12

27 11 20
                                    

~M  A  T  T  H  I  A  S~

"Ne yaptığını sanıyordun orada?!" "Daha sabahında canı yanmasın diye ringde ona vurmadın bile! Ne yaptığını zannediyordun!?"

"Değilsin değil mi?! Yine ne yaptığının farkında değilsin! Ne zaman farkına varmayı düşünüyorsun acaba alev çocuk! Ha?!"

"Eğer!" dedi işaret parmağını bana doğrultmuştu. "Eğer o kızın canını bir daha yakarsan seni öldürürüm alev çocuk!" İki saattir başımda konuşup ahkam kesmesine dayanamıyordum.

"Sana ne ya?!" dedim hızla ayağa fırlarken. "Sen ne karışıyorsun bu bizim aramızda!" Kabul, biraz saçmalamış olabilirim.
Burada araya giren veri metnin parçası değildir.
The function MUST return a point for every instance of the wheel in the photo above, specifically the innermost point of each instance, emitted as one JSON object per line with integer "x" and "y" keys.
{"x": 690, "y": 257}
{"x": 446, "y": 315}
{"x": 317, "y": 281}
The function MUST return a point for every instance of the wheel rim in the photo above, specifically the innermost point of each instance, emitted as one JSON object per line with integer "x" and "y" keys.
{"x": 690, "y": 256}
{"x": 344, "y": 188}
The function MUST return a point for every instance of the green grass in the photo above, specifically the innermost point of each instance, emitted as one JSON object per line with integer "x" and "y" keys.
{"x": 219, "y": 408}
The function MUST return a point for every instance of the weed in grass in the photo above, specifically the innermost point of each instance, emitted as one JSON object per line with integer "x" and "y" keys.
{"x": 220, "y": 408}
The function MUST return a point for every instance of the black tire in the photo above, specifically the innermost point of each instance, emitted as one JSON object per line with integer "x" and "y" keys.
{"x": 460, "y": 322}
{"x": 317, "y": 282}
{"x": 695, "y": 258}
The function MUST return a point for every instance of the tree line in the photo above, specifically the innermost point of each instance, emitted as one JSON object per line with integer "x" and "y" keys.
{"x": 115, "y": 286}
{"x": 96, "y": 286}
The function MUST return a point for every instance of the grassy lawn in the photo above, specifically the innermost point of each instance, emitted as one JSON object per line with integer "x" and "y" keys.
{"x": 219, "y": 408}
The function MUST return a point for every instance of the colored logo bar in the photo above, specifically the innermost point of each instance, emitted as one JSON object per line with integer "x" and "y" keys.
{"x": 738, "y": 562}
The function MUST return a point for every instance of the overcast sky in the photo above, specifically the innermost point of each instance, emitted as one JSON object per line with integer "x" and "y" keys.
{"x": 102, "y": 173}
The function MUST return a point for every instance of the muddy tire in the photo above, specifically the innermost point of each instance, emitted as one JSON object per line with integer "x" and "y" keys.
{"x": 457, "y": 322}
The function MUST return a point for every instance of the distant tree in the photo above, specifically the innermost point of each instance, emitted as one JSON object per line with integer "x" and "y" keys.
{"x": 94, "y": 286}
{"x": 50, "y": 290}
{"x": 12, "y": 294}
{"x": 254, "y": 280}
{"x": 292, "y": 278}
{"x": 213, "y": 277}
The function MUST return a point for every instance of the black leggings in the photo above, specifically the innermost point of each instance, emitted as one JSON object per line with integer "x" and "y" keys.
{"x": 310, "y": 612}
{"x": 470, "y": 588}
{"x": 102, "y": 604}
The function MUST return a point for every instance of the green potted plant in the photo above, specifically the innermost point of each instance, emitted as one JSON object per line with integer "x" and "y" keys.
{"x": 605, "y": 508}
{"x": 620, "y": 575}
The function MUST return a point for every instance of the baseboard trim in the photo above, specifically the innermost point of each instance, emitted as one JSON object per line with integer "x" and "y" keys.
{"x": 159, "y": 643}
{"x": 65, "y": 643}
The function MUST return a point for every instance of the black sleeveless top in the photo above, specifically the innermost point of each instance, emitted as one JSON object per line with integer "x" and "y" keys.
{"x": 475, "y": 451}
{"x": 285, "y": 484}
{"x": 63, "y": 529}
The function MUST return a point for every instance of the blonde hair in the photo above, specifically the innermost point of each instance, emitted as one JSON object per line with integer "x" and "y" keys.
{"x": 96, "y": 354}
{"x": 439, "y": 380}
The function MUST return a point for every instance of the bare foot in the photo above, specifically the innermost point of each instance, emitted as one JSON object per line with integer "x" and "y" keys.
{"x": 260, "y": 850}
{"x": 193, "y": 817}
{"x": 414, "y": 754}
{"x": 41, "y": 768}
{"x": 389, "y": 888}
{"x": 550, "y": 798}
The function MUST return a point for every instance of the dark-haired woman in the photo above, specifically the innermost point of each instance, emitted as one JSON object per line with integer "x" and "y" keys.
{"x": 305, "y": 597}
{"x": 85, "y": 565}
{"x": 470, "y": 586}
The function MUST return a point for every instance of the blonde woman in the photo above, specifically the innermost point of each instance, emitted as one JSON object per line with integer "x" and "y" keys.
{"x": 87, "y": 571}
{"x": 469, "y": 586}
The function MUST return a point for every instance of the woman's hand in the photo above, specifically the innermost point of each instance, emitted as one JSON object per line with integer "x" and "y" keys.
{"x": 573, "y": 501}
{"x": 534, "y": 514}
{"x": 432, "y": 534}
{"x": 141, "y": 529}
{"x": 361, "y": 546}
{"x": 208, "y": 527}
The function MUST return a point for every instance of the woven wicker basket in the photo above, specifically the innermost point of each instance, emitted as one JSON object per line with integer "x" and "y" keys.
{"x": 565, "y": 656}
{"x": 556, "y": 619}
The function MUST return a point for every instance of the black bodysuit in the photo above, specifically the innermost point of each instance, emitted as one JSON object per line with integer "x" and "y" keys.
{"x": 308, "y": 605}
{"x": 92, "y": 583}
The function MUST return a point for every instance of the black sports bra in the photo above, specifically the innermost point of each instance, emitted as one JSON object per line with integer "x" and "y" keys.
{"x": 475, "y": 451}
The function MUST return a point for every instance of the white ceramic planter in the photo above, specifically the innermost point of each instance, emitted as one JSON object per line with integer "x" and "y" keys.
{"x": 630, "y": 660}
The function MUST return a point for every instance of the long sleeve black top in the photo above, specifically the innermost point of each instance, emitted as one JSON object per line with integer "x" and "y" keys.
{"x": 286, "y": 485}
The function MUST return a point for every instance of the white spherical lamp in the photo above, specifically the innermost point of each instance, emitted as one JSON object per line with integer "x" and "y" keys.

"Manyak mısın oğlum sen!" başımı ciddiyetle 'evet' dercesine salladım. "Burada kimsenin canı yanmayacak diyorum! Özellikle de Jocelyn'in!"

"Hayırdır ya?!" diye patladım. "Ne sendeki bu Jocelyn sevgisi!" Johan donup kalmıştı, ağzını bir şey söylemek için açtı fakat sonrasında bundan vazgeçti. Ölümcül bakışlarımızın bölünmesi ise yanımıza şifacının gelmesiyle son bulmuştu.

"Efendim, Jocelyn uyandı fakat büyü hâlâ vücudunda." Johan hızlıca Jocelyn'in odasına girdi ben ise kalakalmıştım. Ona istemeden büyü mü yapmıştım yani... Tıpkı kâbustaki minik alev gözlü çocuğun yaptığı gibi mi?..

Johan, Jocelyn'in yatağının kenarına otururken ben de görünmeyeceğimden emin olduğum bir açıdan odaya bakıyordum.

"İyi misin?" dedi Johan. Jocelyn başıyla onayladı. "Matthias iyi mi?" Bunu duymamla ufak bir şoka uğramıştım, benim yüzümden yaşadığı şeyden sonra benden nefret etmesi gerekiyordu fakat o ilk beni mi soruyordu?!

Johan ise bir süre Jocelyn'in yorgun gri gözlerine baktı ardından başını bana doğru çevirdi. Jocelyn bana bakmadan hemen önce başımı 'hayır' dercesine sallamıştım fakat artık çok geçti. Jocelyn bana bakınca kapıdan içeri girmek zorunda kalmıştım.

"İyi misin?" dedim formalite icabı soruyormuş gibi. Kendimi tutmalıydım, sesim ve bakışlarım soğuk olmalıydı.

"İyiyim." O da benim gibi soğuk olmaya çalışıyordu. Bakışları değişmiş ses tonu yabancılaşmıştı.

"Güzel." dedim ellerimi siyah eşofmanımın cebine sokarken. Hafifçe öksürdüm ve gitmek için bir bahane aradım, onu benim yüzümden bu durumdayken görmek istemiyordum. Duvarda bir saat bulduğumda bir süre ona baktım ve Johan'a döndüm. "Gitmeliyim," Johan şaşkınca bana bakmıştı, daha doğrusu 'neden?' dercesine.

"Matthias," Jocelyn'in sesi mi titremişti?! Tam arkamı döndüğüm sırada konuştuğu için yüzünü görememiştim fakat sesi bir garipti.

Ona dönüp 'efendim?' dercesine baktım.

"Orada ne oldu? S-sen normal değildin?" Konuşmayı isteyeceğim en son şeydi bu, özür dilerim Jocelyn.
"Gitmeliyim."
Johan ise bana kaşlarını çatarak "Nereye?" dedi.

Aklıma ilk gelen şeyi söyledim. "Melanie'nin yanında olmalıyım." söylediklerimi ancak dilimden akarken kavrayabilmiştim. Johan kaşlarını iyice çatmıştı fakat Jocelyn'in ifadesi daha da bir garipti. Hafifçe gözlerini kırptı ve bana sırtını döndü.